Nearly a year ago, the U.S. House passed bipartisan legislation (HR 2353) to reauthorize the Perkins CTE Act. While the House measure passed on a voice vote, similar proposals have been stalled in the Senate amid differences of opinion between the chairman, Sen. Lamar Alexander (R-TN) and ranking Democrats, particularly over how much authority the Secretary of Education should have to oversee the program.
Meanwhile, the level of federal CTE funding for 2019 remains in doubt. Last week, U.S. Secretary of Education Betsy DeVos appeared before the Senate Labor, Health and Human Services, and Education Appropriations Subcommittee as it reviewed President Trump’s Fiscal Year (FY) 2019 budget request for education.
The president’s budget calls for level funding the Carl Perkins CTE Basic State Grant program at the FY 2017 enacted level ($1.118 billion). Back in March, Congress voted to increase Perkins funding for FY 2018 by $75 million above the FY 2017 level ($1.192 billion) as part of the current year Omnibus funding bill.

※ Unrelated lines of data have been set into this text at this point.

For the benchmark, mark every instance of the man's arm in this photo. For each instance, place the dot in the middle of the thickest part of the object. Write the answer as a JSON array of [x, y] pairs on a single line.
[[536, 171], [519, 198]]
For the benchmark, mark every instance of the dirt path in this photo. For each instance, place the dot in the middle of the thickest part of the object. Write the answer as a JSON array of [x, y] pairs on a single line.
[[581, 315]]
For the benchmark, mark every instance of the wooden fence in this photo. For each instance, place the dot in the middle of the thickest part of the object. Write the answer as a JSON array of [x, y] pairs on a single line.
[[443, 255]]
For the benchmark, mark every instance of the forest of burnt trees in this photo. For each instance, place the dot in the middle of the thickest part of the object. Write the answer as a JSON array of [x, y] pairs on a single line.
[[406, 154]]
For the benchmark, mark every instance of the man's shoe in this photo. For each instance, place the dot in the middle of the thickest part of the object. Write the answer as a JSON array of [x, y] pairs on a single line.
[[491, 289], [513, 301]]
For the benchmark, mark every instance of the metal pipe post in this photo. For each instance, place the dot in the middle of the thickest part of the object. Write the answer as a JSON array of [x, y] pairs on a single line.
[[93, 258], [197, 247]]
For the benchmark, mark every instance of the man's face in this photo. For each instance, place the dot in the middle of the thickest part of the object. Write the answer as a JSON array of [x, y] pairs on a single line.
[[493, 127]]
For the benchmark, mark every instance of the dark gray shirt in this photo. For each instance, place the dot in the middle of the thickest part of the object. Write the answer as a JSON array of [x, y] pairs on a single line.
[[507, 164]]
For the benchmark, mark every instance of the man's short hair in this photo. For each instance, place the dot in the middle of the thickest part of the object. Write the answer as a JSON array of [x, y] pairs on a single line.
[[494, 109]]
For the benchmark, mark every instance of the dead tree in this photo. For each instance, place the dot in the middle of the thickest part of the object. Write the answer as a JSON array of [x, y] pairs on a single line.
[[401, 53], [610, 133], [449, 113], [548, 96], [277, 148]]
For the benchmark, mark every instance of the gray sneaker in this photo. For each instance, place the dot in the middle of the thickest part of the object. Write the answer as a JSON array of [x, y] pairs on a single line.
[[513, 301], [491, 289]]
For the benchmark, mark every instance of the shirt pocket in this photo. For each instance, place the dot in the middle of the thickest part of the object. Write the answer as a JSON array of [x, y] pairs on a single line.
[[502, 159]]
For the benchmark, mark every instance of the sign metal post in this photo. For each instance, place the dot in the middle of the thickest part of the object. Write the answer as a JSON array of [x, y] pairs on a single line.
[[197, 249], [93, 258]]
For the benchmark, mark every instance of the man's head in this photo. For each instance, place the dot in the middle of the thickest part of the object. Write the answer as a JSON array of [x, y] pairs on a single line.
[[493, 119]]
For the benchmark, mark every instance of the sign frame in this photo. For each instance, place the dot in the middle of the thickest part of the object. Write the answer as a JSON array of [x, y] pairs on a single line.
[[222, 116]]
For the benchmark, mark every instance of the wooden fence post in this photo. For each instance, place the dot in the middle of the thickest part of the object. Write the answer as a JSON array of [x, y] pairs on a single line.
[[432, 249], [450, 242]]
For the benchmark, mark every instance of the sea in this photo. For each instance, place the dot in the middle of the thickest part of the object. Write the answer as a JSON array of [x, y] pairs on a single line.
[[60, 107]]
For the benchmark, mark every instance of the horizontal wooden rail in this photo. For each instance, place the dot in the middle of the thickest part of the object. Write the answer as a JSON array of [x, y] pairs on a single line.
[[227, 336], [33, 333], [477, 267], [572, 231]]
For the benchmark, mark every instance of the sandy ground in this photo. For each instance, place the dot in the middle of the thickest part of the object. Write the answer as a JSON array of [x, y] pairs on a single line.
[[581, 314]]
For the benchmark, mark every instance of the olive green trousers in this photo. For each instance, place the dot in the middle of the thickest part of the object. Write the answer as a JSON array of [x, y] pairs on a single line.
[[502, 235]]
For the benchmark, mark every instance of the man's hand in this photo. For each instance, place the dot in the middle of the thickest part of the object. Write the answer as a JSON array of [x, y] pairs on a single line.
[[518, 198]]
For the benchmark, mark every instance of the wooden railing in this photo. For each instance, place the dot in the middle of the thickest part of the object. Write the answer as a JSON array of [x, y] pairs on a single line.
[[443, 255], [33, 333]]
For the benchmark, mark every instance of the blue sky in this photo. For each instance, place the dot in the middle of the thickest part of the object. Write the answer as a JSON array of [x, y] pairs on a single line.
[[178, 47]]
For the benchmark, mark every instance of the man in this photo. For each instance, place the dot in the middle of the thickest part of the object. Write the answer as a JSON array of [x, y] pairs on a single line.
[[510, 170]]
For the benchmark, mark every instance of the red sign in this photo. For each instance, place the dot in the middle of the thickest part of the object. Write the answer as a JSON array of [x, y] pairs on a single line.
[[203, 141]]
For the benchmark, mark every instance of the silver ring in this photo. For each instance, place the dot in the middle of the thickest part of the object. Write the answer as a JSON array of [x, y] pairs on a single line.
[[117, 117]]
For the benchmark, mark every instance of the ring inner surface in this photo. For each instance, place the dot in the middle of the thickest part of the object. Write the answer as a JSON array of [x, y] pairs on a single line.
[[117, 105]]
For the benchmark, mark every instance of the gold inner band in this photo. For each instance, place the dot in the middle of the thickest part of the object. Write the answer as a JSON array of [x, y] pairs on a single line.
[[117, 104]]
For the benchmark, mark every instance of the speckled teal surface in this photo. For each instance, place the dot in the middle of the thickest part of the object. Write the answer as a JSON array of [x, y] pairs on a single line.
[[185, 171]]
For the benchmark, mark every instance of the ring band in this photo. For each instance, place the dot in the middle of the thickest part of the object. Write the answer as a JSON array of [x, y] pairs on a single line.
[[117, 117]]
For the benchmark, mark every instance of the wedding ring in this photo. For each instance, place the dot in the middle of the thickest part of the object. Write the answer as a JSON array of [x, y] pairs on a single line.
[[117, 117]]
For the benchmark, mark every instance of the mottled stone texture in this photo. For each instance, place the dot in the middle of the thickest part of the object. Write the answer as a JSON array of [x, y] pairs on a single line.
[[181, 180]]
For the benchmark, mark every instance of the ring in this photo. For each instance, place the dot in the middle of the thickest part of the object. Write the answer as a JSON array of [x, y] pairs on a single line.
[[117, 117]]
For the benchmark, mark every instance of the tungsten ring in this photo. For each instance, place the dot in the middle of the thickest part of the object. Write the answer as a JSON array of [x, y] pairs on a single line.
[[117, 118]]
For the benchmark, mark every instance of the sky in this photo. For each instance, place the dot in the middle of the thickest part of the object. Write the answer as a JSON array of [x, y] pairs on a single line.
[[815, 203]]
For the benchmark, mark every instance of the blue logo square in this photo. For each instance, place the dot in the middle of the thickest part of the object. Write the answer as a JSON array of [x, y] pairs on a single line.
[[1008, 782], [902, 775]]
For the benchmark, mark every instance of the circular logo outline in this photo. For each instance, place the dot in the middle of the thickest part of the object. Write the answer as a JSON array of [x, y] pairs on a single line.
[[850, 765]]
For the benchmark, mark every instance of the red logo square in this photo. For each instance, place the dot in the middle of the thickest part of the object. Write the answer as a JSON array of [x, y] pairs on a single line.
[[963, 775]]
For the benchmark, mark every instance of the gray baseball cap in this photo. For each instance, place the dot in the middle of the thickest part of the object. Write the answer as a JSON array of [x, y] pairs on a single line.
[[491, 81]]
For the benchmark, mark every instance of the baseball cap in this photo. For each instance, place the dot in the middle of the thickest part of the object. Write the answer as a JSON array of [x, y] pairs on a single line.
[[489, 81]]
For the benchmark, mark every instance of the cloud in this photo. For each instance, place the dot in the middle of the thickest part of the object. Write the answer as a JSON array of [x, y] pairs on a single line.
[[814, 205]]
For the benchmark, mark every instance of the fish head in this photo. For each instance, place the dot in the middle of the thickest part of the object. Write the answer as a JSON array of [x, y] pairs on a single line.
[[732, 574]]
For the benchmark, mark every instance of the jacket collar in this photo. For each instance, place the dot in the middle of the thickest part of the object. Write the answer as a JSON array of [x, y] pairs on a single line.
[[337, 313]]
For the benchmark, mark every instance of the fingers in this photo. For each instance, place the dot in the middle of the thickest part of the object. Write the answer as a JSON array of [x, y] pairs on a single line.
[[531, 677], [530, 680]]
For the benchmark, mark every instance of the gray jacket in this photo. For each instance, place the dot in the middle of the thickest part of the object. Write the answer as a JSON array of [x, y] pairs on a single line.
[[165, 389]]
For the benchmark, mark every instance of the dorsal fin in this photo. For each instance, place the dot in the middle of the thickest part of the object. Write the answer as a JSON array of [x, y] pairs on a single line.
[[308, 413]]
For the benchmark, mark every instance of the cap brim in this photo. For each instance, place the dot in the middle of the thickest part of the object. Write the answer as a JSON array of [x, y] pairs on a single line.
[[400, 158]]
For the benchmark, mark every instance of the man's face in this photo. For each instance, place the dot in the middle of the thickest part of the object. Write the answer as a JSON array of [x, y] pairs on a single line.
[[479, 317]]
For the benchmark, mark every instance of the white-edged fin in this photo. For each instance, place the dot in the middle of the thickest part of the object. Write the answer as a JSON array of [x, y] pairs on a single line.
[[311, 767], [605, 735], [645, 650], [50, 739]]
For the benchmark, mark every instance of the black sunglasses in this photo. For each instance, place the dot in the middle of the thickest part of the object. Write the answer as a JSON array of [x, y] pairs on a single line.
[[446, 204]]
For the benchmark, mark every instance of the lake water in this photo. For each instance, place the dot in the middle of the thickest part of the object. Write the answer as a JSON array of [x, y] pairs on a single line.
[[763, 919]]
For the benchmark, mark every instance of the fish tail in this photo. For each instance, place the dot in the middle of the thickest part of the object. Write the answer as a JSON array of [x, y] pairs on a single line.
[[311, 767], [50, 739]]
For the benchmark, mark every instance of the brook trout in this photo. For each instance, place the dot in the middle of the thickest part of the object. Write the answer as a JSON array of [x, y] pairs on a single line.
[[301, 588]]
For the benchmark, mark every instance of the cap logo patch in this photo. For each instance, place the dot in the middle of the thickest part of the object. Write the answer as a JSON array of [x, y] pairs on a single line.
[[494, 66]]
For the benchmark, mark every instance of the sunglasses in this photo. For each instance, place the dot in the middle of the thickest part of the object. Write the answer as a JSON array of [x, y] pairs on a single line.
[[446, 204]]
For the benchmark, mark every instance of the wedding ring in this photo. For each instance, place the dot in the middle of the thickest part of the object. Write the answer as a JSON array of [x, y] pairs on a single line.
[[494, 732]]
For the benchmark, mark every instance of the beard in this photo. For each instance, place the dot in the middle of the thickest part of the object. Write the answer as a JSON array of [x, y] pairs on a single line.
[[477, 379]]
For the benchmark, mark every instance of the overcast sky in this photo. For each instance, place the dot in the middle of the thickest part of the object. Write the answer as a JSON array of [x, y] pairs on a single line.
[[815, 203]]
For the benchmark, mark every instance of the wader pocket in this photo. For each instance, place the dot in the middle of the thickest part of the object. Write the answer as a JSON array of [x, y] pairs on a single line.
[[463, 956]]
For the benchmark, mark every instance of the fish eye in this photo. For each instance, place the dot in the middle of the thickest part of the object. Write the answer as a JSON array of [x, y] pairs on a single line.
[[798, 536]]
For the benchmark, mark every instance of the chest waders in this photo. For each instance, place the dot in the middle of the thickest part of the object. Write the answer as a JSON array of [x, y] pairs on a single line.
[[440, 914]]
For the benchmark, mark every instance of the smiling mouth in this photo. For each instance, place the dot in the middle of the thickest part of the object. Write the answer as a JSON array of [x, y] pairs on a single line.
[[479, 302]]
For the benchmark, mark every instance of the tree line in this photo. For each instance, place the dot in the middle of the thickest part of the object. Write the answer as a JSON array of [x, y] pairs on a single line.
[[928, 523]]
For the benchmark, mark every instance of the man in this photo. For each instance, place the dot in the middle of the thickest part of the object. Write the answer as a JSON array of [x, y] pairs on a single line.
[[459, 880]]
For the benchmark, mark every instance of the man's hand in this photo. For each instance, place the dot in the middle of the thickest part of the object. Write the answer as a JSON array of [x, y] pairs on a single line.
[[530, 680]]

During the hearing, Sen. Tammy Baldwin (D-WI), co-chair of the Senate CTE Caucus, pointed out the disconnect between the Trump Administration’s claim of support for CTE and workforce training, and the department’s proposal to fund Perkins at the lower FY 2017 level.
Sec. DeVos responded that a request to “flat fund” Perkins should be taken as an indication that CTE is a “top priority” for the Administration, noting that the FY 2019 budget plan proposes to eliminate or cut many other education programs. Baldwin called DeVos’ statement “disappointing.”
Amid slow progress on nominations and appropriations bills, Senate Majority Leader Mitch McConnell (R-KY) canceled three of the Senate’s planned four weeks of August recess to provide more time to consider these measures. While the House of Representatives plans to begin debate on three appropriations bills, work on another three of the 12 FY 2019 government funding bills has not yet started, including the Labor-HHS-Education Appropriations bill.
It is unclear whether both houses of Congress will complete action on all 12 appropriations bills before the new federal fiscal year starts on October 1. If not, Congress may need to enact a short-term continuing resolution for the funding bills not passed by then.